Estate planning is not something most people like to think about, but due to the COVID-19 pandemic, many are creating or updating their wills and other important documents. Although you may believe that a will is sufficient for settling your affairs, it is only one piece of the estate planning puzzle. Having a lawyer help you create the following four vital estate planning documents can ensure your rights are protected and your legacy lives on as intended.
1. Last Will & Testament
A will enables you to dictate how your property and assets will be distributed to beneficiaries following your death. It also gives you the opportunity to name an executor who will manage and settle your estate. If you have minor children or care for an adult with special needs, you can also appoint a guardian for them in your Will.
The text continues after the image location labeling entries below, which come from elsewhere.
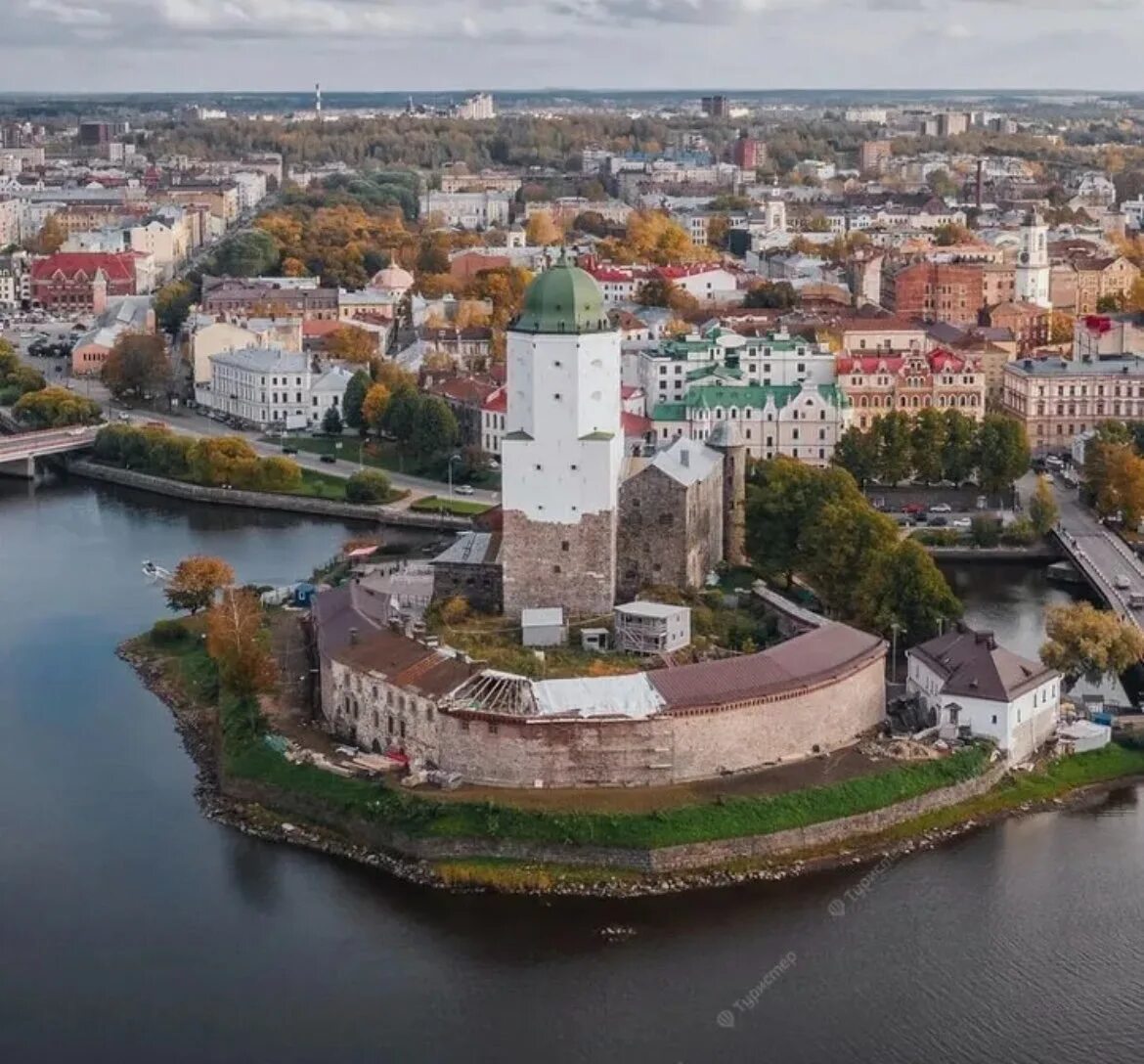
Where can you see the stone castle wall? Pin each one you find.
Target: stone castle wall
(552, 564)
(667, 748)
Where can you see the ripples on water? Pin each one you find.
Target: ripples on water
(134, 930)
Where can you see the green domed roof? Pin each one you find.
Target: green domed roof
(564, 298)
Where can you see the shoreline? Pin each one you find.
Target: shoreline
(199, 733)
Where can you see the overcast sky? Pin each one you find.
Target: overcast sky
(397, 45)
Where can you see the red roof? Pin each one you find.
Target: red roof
(115, 267)
(496, 402)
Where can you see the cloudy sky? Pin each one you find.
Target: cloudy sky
(395, 45)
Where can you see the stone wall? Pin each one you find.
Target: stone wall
(553, 564)
(264, 500)
(668, 533)
(666, 748)
(666, 860)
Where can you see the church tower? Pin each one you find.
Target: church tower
(1034, 270)
(562, 456)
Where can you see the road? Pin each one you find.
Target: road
(58, 371)
(1099, 553)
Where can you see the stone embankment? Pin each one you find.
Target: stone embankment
(260, 500)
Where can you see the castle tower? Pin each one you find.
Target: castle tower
(1034, 271)
(726, 438)
(562, 455)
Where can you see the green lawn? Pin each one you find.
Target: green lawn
(458, 507)
(383, 455)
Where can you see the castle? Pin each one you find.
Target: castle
(583, 522)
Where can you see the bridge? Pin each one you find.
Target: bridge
(1102, 556)
(19, 453)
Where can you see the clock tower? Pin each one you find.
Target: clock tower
(1034, 270)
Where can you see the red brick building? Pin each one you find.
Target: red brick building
(935, 290)
(82, 282)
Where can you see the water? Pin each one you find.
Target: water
(134, 930)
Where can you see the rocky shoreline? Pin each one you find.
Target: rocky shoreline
(198, 732)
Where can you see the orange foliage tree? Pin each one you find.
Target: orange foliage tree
(237, 643)
(196, 583)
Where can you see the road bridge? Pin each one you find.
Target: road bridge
(19, 453)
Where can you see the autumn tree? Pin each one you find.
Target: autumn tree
(173, 303)
(1088, 643)
(354, 399)
(136, 365)
(55, 408)
(374, 406)
(237, 643)
(1002, 452)
(543, 230)
(351, 343)
(1042, 507)
(196, 583)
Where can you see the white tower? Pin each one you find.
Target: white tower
(563, 449)
(1034, 270)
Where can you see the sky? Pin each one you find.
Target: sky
(96, 46)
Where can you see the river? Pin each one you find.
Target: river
(134, 930)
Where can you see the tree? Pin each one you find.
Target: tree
(779, 295)
(435, 429)
(959, 451)
(1002, 452)
(401, 416)
(1084, 642)
(857, 452)
(927, 439)
(280, 473)
(217, 460)
(136, 365)
(51, 237)
(895, 448)
(196, 583)
(173, 303)
(543, 230)
(237, 643)
(369, 486)
(355, 397)
(374, 406)
(351, 343)
(55, 408)
(905, 587)
(247, 254)
(1042, 507)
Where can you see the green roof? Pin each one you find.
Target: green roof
(562, 300)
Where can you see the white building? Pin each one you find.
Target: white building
(562, 453)
(1034, 273)
(968, 680)
(721, 356)
(269, 385)
(468, 209)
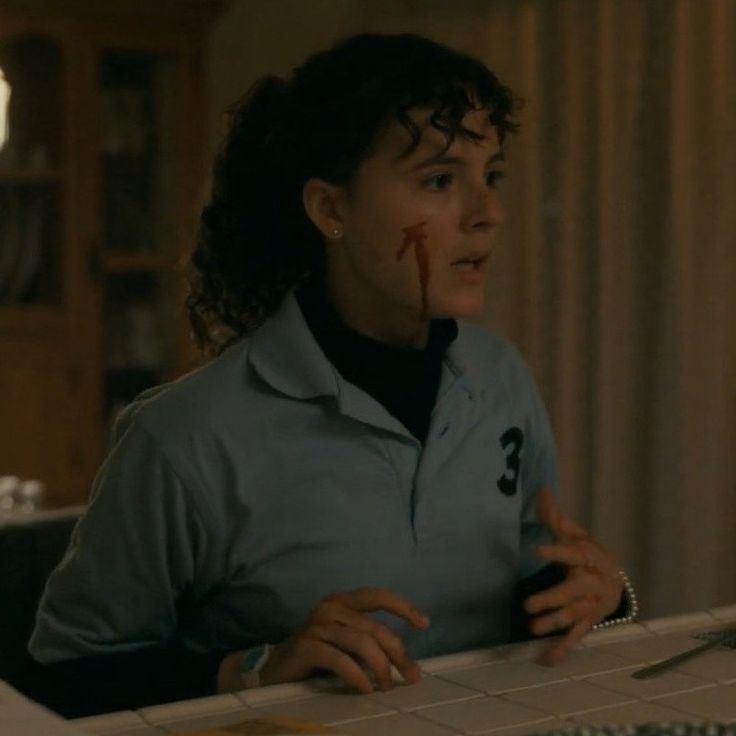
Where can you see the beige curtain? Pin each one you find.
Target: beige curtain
(617, 271)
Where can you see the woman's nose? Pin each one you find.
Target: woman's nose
(485, 211)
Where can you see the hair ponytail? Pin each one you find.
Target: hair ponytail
(255, 240)
(248, 253)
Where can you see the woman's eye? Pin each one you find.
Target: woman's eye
(438, 181)
(493, 178)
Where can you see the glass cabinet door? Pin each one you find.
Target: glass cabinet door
(31, 171)
(138, 163)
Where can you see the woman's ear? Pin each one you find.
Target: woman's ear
(324, 205)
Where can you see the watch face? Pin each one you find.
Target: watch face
(250, 659)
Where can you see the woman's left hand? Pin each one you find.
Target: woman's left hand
(591, 589)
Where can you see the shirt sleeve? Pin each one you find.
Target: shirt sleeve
(539, 470)
(131, 556)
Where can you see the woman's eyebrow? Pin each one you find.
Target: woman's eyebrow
(441, 157)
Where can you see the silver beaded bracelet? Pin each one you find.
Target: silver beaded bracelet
(632, 605)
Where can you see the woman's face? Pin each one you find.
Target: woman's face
(418, 231)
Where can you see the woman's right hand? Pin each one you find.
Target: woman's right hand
(340, 637)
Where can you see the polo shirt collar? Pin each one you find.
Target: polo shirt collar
(286, 355)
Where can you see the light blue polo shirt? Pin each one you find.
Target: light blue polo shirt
(237, 497)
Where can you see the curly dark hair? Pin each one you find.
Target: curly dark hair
(255, 241)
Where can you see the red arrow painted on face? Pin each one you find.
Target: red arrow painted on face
(415, 235)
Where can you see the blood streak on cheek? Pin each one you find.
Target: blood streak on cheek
(415, 235)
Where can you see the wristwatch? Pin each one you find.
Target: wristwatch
(251, 665)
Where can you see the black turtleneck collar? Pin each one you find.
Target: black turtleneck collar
(404, 380)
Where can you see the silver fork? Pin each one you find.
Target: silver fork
(723, 637)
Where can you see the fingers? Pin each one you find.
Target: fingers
(340, 621)
(570, 554)
(562, 594)
(389, 642)
(322, 655)
(562, 618)
(559, 650)
(380, 599)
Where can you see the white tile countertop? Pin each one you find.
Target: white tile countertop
(500, 691)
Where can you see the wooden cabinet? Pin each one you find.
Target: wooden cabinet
(100, 175)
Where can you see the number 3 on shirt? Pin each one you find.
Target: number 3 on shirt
(512, 440)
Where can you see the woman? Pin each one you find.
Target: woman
(358, 478)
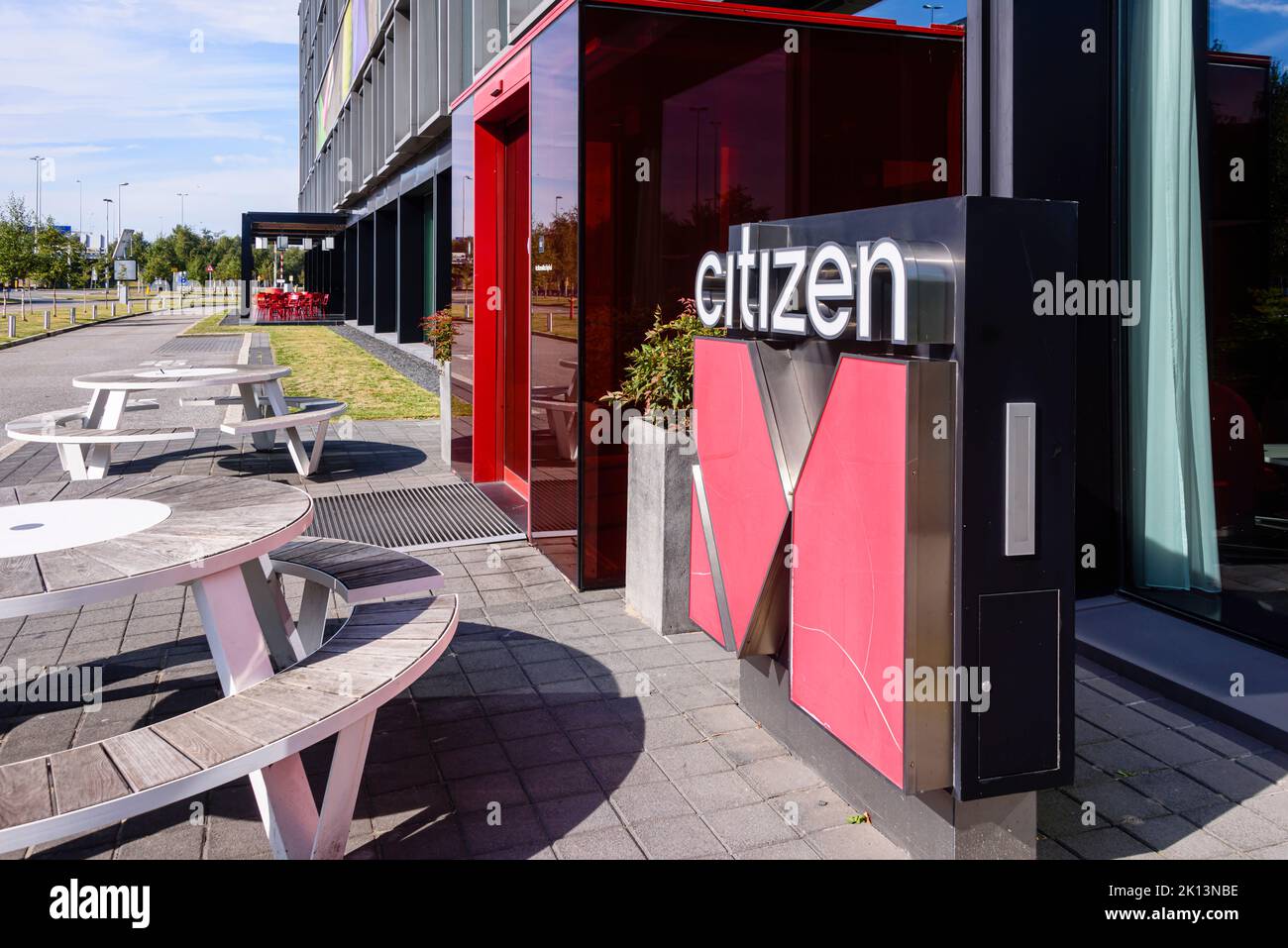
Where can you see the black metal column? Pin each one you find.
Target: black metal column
(411, 268)
(385, 273)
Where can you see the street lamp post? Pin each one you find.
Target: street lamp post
(698, 111)
(107, 209)
(39, 159)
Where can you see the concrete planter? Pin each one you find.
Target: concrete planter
(657, 527)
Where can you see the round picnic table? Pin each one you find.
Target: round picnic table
(114, 388)
(65, 545)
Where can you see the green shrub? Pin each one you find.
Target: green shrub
(439, 331)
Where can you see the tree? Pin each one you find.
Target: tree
(59, 260)
(17, 247)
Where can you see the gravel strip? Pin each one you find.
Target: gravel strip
(420, 371)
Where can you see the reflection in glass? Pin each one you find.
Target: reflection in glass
(696, 124)
(1241, 121)
(462, 209)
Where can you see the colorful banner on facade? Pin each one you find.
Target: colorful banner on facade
(357, 29)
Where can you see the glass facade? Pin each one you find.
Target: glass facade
(635, 140)
(1207, 237)
(554, 245)
(463, 286)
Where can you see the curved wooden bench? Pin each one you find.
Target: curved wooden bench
(317, 412)
(338, 689)
(53, 428)
(356, 572)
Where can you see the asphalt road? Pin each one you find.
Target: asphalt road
(38, 376)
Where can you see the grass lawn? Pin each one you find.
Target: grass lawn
(35, 322)
(325, 365)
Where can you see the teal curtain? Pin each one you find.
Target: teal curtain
(1173, 513)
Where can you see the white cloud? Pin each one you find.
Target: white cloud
(112, 90)
(257, 21)
(240, 159)
(1279, 7)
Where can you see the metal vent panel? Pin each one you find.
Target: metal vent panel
(413, 518)
(196, 346)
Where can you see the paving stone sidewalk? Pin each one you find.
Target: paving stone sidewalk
(1158, 780)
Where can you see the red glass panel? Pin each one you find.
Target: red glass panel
(695, 124)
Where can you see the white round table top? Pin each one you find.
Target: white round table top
(67, 544)
(151, 377)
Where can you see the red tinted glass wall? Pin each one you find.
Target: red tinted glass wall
(553, 488)
(695, 124)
When someone dies without a Will, things can become complicated for their loved ones. The probate court will appoint an administrator to handle your estate, and may also appoint guardians for any dependents. Your assets will be distributed according to intestate succession laws, which means your property may not be distributed according to your wishes. The settling of your estate through the probate process can take significantly longer without a Will. If you already have a last Will and Testament, make sure to update it regularly, especially following divorce or the death of a spouse or other loved one.
2. Living Trust
Alternatively known either as a “Revocable Trust” or “Irrevocable Trust,” a Living Trust is a separate legal entity that is created to hold assets. Typically, this is done to prevent these assets from going through probate, to decrease tax liability, and/or for personal or family reasons. If the Living Trust is “revocable,” you can change the trust terms, transfer property in and out of the trust, or end the trust altogether while you are alive. Upon your death, the named trustee may continue to administer the assets in the trust, or terminate the trust, depending on your Trust instructions.
3. Advance Medical Directive
Also known as a living will, an “Advance Health care” Directive allows you to specify your wishes for end-of-life decisions such as CPR, life support, and organ donation. Unexpected illness or incapacitation means that your family may have to make medical decisions without knowing what you would have wanted. This can lead to unnecessary conflict and emotional distress for your loved ones, and may even result in them making decisions that do not align with your wishes and values. It also ensures that medical providers will follow your wishes in determining the kinds of medical treatment you receive. In the age of COVID-19, Advance Health Care are more important than ever.
4. Power of Attorney for Finances
Another important issue to address is who will take care of your financial matters if you become incapacitated. In a Power of Attorney for finances, you can name an agent who will handle tasks such as paying bills, managing bank and investment accounts, buying and selling real estate, stocks, bonds, and other assets, filing and paying taxes, and other financial matters. Appointing a person you trust to make these decisions is crucial. If you are uncertain about who to name as your agent, an attorney can provide an objective perspective on who may be the best person to handle your health care and/or finances if you are unable to do so.